CIL unions seek Rs 20 per tonne levy for company’s pension fund

Coal India’s unions are demanding a levy Rs 20 per tonne on the dry fuel to help the company’s pension fund get enough cash. The state-run company is likely to send this proposal soon to the central government, sources said.

“We would want the Centre to impose a levy on each tonne of coal sold to save the pension fund. It would go into inflating the fund size and help reduce the large liability gap it is facing today,” said DD Ramanandan, president of the All India Coal Workers’ Federation.

Employees also want to increase their contribution to the fund to 7% of their salary from 4.91% and the company to contribute a similar percentage. Currently, Coal India doesn’t make any payment. But the government contributes Rs 324 per person every year which also the unions want to be enhanced.

There are around 3 lakh Coal India pensioners. The pension fund may not suffice to pay pensions to all retired employees in the future. Two studies in 2014 showed the fund had an about Rs 26,000 crore deficit and that it was widening.

R Mohan Das, human resource director at Coal India, said the outflows from the fund were almost the same as inflows from interest earnings and employee contributions. “After 2010-11, about 15,000-20,000 employees retired every year for four years and the retirement rate has now come down to 6,000-7,000 every year.

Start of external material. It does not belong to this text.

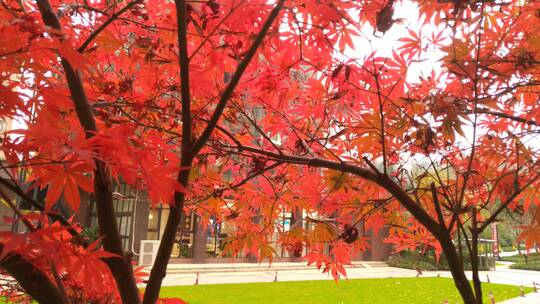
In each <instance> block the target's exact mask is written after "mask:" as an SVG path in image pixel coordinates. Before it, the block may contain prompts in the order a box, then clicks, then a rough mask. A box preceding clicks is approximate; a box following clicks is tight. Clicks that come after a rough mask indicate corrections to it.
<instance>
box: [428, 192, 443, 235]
mask: <svg viewBox="0 0 540 304" xmlns="http://www.w3.org/2000/svg"><path fill="white" fill-rule="evenodd" d="M430 187H431V195H432V196H433V204H434V205H435V212H437V218H438V219H439V224H440V225H441V227H442V228H444V229H446V223H445V221H444V216H443V214H442V210H441V204H440V203H439V196H438V194H437V189H436V188H435V183H431V185H430Z"/></svg>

However, with so many retiring for the last six years, the fund is under strain,” he said.

A union leader said the fund was in deficit due to wage hikes, which increase the pension as well since it is calculated on the basis of the last drawn salary.

A commissioner from Coal Mines Provident Fund Organisation, an independent body that manages the company’s pension fund, said every year the outgo from the fund was about. Rs 1,440 crore, while employees contributed Rs 1,200 crore, leaving a deficit of about Rs 240 crore.